Eh.. Nadifa sama besar sama kakak Ifa ya.. 🙂
aamiin, makasih Mba Lies 😀
Iya, Mba…
Ifa tumbuhnya horizontal alias menggemuk, klo Nadifa tumbuhnya vertikal alias melangsing, haha…
sik mas, saya belum sempet baca2 tentang habilitasi niy
jadi nanya aja di sini, sebenarnya itu proses untuk membiasakan anak untuk menggunakan alat bantu dengar bukan mas ? indikasinya apa ya mas untuk mengetahui bahwa ABD-nya berfungsi dengan baik ?
unyuu… anaknya pak dokter imut juga ternyata :3
semangat dhifa… dhifa pasti bisa 😀
saya coba menjawab dari referensi yang ada, nanti bisa dikoreksi sama para ortu di sini…

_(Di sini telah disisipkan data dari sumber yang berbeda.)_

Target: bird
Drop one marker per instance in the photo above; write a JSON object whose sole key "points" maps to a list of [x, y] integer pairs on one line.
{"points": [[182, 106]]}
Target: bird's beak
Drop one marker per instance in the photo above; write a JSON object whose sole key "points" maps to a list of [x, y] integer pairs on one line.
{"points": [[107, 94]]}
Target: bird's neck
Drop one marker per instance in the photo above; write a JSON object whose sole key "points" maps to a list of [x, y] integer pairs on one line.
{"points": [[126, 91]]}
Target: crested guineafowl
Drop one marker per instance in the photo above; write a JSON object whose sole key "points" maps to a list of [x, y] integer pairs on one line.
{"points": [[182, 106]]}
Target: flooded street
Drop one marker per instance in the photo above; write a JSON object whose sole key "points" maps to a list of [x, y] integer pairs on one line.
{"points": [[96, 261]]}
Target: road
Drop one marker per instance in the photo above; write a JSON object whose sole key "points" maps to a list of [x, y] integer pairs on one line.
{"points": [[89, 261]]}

Habilitasi pendengaran (memberikan fungsi pendengaran yang seharusnya dimiliki seseorang) ditujukan utk bayi/anak yang belum memiliki kemampuan/pengalaman mendengar sebelumnya.
Dilakukan bila sudah dipastikan mengalami ketulian. Program ini berupa (1) amplifikasi (memperkeras input suara) misalnya melalui berbagai pilihan alat bantu dengar (hearing aid) bila tidak berhasil perlu dipertimbangkan implantasi koklea (memasukkan kabel elektroda ke dalam rumah siput/koklea, melalui operasi). (2) Auditory training (latihan mendengar) dan (3) Latihan Wicara (pilihan: Speech therapy, Auditory Verbal Therapy, Sensory Integration).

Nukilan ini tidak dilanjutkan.